Meskipun lidah Melati tidak terlalu lincah, ciuman ini terasa sangat manis, membuat Tirta tidak ingin melepaskannya.

Selain itu, tangan Tirta terus meremas payudara Melati. Kali ini, dia akan menjadi pria seutuhnya! Dia pun tidak tahan lagi sehingga membalikkan badan dan menindih Melati.

"Tirta ... yang pelan sedikit ...." Melati tentu tahu apa yang ingin dilakukan Tirta selanjutnya. Kini, dia benar-benar lemas karena terangsang. Selain merasa cemas, hati Melati juga dipenuhi penantian.

"Ayo, Tirta. Aku sudah nggak sabar," ujar Melati sambil memeluk Tirta dengan erat. Dia pun tak kuasa mengeluarkan desahan yang sungguh memikat.

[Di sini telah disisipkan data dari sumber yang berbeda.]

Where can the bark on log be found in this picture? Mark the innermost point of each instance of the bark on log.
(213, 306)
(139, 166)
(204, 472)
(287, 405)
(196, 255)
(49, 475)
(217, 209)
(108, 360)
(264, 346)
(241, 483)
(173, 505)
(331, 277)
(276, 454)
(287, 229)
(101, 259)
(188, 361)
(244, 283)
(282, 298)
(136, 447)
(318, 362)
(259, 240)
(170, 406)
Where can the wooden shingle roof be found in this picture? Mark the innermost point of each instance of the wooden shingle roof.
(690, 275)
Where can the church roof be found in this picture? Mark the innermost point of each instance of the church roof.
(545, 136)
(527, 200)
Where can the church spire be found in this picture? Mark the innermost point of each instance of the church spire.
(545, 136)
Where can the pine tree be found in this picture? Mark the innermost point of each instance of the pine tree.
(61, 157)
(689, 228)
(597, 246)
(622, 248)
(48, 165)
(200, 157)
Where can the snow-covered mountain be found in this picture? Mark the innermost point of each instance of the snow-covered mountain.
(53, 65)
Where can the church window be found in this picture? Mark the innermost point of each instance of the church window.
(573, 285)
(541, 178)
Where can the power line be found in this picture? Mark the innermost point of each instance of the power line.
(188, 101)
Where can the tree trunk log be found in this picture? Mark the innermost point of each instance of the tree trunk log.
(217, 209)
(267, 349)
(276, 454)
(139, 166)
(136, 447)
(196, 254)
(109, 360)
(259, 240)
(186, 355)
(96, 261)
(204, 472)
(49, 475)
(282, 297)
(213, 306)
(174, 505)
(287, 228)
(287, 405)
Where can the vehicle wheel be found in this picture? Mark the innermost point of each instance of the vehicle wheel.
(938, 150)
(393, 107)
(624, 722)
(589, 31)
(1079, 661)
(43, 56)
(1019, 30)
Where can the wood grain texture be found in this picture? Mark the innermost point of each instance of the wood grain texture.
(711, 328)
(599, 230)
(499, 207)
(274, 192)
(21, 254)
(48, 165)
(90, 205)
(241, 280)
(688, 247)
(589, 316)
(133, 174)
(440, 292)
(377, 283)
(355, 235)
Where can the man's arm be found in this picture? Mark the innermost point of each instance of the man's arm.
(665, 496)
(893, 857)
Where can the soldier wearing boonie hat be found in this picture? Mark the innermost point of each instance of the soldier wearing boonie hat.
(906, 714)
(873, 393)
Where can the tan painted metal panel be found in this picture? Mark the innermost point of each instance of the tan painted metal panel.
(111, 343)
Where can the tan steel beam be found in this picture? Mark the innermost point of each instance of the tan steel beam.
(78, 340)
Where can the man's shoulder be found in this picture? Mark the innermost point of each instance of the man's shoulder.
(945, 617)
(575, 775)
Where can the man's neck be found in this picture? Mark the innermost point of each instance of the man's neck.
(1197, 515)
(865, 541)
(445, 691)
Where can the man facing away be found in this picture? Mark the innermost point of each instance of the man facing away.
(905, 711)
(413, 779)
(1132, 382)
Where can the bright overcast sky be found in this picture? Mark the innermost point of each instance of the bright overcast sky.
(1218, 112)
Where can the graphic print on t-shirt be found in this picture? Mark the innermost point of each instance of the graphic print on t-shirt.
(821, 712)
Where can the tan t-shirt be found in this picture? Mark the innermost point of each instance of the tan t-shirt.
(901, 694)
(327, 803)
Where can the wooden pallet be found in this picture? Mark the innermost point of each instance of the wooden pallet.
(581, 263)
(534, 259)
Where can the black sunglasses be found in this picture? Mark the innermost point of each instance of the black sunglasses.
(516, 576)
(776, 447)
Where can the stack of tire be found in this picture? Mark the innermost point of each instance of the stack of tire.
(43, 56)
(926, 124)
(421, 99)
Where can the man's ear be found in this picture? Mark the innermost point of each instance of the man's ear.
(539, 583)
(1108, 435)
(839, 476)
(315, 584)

"Ah ... aku akan memperlakukanmu dengan baik mulai hari ini!" pekik Melati. Tirta telah kehilangan kendali. Dia menegakkan tubuhnya, bersiap-siap untuk memulai pertarungan besar. Dia akhirnya bisa merasakan kenikmatan dari bercinta.

"Tirta, kamu di mana? Tirta! Tirta! Ah, kakiku ...." Tiba-tiba, terdengar suara Ayu dari luar. Wanita ini sedang mencarinya. Nada bicaranya terdengar cemas, bahkan Ayu berteriak kesakitan di akhir.

"Bibi?" Langit sudah terang sekarang. Mungkin Ayu tidak menemukan dirinya saat bangun, makanya keluar untuk mencarinya. Ketika di jalan, Ayu pun tidak sengaja melukai kakinya.

"Kak, aku ... aku harus memeriksa keadaan bibiku dulu. Sepertinya dia terluka ...," ujar Tirta. Dia tidak berminat untuk berhubungan intim lagi karena mencemaskan Ayu. Jadi, dia buru-buru mengenakan celananya dan bangkit dari tubuh Melati.

"Hais, padahal tinggal sedikit lagi!" Melati benar-benar merasa enggan. Dia ingin sekali memasukkan kemaluan Tirta ke kemaluannya.

Namun, langit sudah terang dan penduduk desa sudah mulai bekerja. Kalau terus menahan Tirta, mereka bisa ketahuan. Melati terpaksa berkata, "Ya sudah, pergilah."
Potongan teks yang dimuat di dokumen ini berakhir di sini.